Saturday, January 10, 2009

Jays Miss Another FA

It seems the Jays are content with just fielding a mediocre team and hiding behind the excuse of how much money they don't have to spend on landing free agents. The economic situation the Jays face, as do many MLB teams face, is in my eyes a huge excuse to fielding a winning team. I understand this isn't just about sports and more about business than anything else but it just starts to piss me off when I see other teams doing the little things to make a winning team.

As with most teams in the majors the Jays were not involved in talks with the big prize free agents like CC Sabathia and Mark Teieira, we just couldn't afford them and I totally understand. But why are they not trying to land some small fish that would cost little but could provide a huge upside. It seems like JP Ricciardi and the Blue Jays management are all about minimizing their losses in 2009. After the death of owner Ted Rogers, the Jays management were instructed to reduce/stick with status quo with respect to salaries, especially after the Jays lost AJ and his $14 million dollar per year contract.

Looking at what other teams are doing with their money and that $14 million could buy plenty of players that could potentially give the Jays a huge boost that might put them into the playoffs.

Below are the players that could have been added and their price tags.

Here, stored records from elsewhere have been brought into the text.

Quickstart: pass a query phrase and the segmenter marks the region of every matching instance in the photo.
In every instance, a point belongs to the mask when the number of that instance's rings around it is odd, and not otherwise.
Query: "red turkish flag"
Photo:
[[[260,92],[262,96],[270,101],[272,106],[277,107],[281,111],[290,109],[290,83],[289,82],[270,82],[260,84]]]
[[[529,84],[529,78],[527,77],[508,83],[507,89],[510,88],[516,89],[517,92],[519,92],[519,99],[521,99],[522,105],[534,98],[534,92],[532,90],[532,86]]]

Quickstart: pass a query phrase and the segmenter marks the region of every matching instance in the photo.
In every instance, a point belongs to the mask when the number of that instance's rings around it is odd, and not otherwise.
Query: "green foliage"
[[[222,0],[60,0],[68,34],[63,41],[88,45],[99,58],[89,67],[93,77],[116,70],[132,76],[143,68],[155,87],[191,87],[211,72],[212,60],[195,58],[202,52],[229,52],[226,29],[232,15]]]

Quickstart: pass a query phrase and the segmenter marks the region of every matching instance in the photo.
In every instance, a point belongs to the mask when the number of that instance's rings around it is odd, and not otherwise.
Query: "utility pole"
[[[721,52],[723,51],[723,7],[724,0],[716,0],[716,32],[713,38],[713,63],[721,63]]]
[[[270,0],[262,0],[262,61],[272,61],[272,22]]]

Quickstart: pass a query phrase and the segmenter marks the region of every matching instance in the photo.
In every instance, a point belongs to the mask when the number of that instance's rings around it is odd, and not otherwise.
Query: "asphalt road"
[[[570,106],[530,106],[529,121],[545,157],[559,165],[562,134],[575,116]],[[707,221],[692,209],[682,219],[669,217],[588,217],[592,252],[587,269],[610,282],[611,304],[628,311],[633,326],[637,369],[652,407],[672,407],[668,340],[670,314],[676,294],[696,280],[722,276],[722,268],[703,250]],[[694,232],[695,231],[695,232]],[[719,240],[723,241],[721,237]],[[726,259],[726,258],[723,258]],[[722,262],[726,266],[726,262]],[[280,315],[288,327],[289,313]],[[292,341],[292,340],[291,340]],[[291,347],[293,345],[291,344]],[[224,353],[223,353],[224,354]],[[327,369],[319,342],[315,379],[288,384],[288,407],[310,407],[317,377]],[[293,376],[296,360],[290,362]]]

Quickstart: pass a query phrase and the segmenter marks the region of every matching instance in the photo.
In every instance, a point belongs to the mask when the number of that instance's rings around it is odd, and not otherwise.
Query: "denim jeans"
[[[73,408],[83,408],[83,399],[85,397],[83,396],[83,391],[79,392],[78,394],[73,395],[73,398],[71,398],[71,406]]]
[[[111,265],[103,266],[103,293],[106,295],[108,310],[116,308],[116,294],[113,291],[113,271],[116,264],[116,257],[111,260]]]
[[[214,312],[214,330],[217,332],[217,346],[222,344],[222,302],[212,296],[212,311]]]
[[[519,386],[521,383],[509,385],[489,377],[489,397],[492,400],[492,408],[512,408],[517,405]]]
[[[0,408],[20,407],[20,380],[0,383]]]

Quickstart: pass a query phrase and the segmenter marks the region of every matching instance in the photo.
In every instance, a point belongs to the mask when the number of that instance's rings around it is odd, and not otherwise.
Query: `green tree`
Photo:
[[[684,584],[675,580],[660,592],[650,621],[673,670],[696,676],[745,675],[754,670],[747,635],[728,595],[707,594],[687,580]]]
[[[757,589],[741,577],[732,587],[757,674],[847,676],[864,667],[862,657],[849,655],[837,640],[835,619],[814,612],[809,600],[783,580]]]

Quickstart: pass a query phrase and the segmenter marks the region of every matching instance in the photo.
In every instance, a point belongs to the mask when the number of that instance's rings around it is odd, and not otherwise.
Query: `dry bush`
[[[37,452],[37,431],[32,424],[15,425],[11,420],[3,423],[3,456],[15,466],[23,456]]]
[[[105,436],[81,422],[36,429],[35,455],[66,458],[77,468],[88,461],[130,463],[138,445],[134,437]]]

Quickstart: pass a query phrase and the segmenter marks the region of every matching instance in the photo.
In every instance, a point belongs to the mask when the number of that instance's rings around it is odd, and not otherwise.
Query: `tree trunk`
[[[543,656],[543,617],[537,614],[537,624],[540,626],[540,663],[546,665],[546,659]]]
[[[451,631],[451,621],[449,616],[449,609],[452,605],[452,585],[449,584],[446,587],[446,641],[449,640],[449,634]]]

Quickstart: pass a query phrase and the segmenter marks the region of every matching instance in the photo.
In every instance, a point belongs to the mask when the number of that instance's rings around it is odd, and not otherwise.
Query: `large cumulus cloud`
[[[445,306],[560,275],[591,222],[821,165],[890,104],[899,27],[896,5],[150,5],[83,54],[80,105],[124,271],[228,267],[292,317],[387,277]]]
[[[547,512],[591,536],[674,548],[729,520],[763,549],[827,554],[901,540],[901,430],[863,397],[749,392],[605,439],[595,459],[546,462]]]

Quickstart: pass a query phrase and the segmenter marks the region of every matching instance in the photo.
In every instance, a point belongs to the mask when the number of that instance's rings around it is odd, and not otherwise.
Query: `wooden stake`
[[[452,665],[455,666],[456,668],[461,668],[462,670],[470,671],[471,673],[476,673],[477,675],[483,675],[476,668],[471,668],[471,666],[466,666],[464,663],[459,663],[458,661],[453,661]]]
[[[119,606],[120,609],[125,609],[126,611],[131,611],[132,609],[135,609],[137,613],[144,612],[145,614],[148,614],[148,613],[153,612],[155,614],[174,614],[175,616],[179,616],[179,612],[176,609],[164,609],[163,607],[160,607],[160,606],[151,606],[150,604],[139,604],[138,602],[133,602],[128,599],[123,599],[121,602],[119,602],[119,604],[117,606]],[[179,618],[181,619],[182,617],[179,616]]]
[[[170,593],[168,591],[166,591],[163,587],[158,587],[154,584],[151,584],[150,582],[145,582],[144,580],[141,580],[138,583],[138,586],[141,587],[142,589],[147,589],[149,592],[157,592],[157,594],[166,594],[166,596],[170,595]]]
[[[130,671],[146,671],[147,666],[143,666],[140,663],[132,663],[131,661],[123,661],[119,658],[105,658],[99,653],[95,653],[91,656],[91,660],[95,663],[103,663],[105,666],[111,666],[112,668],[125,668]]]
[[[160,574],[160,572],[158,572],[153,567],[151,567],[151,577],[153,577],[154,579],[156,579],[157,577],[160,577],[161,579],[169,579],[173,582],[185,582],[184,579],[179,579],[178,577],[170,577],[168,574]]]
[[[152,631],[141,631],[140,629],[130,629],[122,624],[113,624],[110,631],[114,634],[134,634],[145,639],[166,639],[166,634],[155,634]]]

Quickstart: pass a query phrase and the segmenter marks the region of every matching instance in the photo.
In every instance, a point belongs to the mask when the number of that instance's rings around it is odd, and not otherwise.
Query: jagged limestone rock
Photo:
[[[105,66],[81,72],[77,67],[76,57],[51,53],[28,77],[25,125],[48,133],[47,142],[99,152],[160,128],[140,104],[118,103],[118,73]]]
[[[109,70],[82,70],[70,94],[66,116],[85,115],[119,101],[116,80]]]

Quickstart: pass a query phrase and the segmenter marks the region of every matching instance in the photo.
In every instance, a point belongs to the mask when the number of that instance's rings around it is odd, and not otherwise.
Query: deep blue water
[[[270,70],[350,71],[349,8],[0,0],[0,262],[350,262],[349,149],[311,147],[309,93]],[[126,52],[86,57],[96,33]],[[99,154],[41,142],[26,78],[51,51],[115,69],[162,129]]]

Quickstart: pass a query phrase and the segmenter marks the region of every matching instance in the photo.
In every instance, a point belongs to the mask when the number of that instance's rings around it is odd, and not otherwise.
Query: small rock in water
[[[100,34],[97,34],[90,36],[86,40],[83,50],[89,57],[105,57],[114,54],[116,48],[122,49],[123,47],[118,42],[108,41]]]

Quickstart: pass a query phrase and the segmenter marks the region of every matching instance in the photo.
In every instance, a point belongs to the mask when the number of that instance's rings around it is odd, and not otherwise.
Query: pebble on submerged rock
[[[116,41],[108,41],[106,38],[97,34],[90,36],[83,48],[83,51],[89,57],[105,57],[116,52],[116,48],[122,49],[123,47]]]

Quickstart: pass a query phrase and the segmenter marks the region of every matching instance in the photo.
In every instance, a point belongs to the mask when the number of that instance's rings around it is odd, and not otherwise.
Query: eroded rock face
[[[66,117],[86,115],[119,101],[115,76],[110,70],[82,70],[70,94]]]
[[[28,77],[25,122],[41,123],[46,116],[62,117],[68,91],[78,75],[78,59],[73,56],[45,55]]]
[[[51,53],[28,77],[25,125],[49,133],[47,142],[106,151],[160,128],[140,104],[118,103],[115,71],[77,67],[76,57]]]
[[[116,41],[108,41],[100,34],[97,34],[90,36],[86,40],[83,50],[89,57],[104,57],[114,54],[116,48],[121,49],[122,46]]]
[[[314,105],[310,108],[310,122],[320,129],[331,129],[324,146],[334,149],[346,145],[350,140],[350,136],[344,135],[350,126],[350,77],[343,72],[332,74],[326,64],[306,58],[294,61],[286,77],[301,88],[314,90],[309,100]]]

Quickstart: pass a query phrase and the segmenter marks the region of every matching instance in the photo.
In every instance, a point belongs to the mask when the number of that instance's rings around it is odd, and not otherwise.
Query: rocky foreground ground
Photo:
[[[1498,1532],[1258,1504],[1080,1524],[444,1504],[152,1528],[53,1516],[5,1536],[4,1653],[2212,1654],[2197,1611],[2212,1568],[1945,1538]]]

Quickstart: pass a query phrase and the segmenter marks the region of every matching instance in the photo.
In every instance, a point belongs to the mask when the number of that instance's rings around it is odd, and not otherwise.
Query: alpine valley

Rocco Baldelli is an injury away from spending the lazy days of summer on the DL but with the doctors finally diagnosing his health problems and being placed on a proper path to staying healthy his deal with the Red Sox seems like a steal. His price tag, $500,000 guranteed and if he stays healthy the contract could jump to $2.25 million for a 1-year contract.
John Smoltz was signed for $5.5 million that could nearly double to $10 million if he reaches specific milestones/goals. Again, a 1-year contract.

Takashi Saito is another player that signed with the Red Sox. The deal is reportedly to be worth between $1.5-2.5 million in guranteed money with incentives that could reach $7 million plus. This seems to be a theme, Saito signed a 1-year contract.

Brad Penny signed for, you guessed it, 1-year worth $5 million.

Jason Giambi signed a 1-year contract with a club option for the 2nd year and a buyout of $1.25 million. The deal is worth $4 million plus the buyout, $1.25 million, as guarenteed money.

As you can clearly see, the market for potential baseball studs was filled with plenty of players that could be wearing a Blue Jays uniform in 2009. It disappoints me to see all these guys landing on teams where their GM's are doing yeomans work.

Just add up the salaries on all these guys and it comes to a grand total of $18.75 million. Of course, the Jays didn't have to spend all that money to grab all those players but it would have been worth it. The risk the Jays would be taking is minimal since they are all 1-year contracts and if they did perform extremely well they would pay for themselves in wins for the team. Plus, if the Jays were going nowhere in 2009 and these players were performing well they could easily make a trade with a team in contention.

Mr. Theo Epstein of the Red Sox seems to be doing the dirty work that makes a great and potentially a World Series team. Adding little pieces to fill the small cracks will most likely land his team in the playoffs and a chance at a World Series ring. I just wish JP would stop smiling and take off those stupid sunglasses and make an appearance at the free agent table. We all know job security is nice, especially in a recession, and listening to your boss will keep you employed but just stand up and explain the entire situation to them. The Jays need some extra cash to succeed but it doesn't have to be $500 million. Winning can easily come at a price tag of $18.75 million.

At the end of the day, it seems the smart GM's are out playing the complacent GM's. If the Jays plan on spending the next 10 years rebuilding and following the Rays' set path then please go a head. Just know that all the Jays fans in Toronto and around the world are suffering.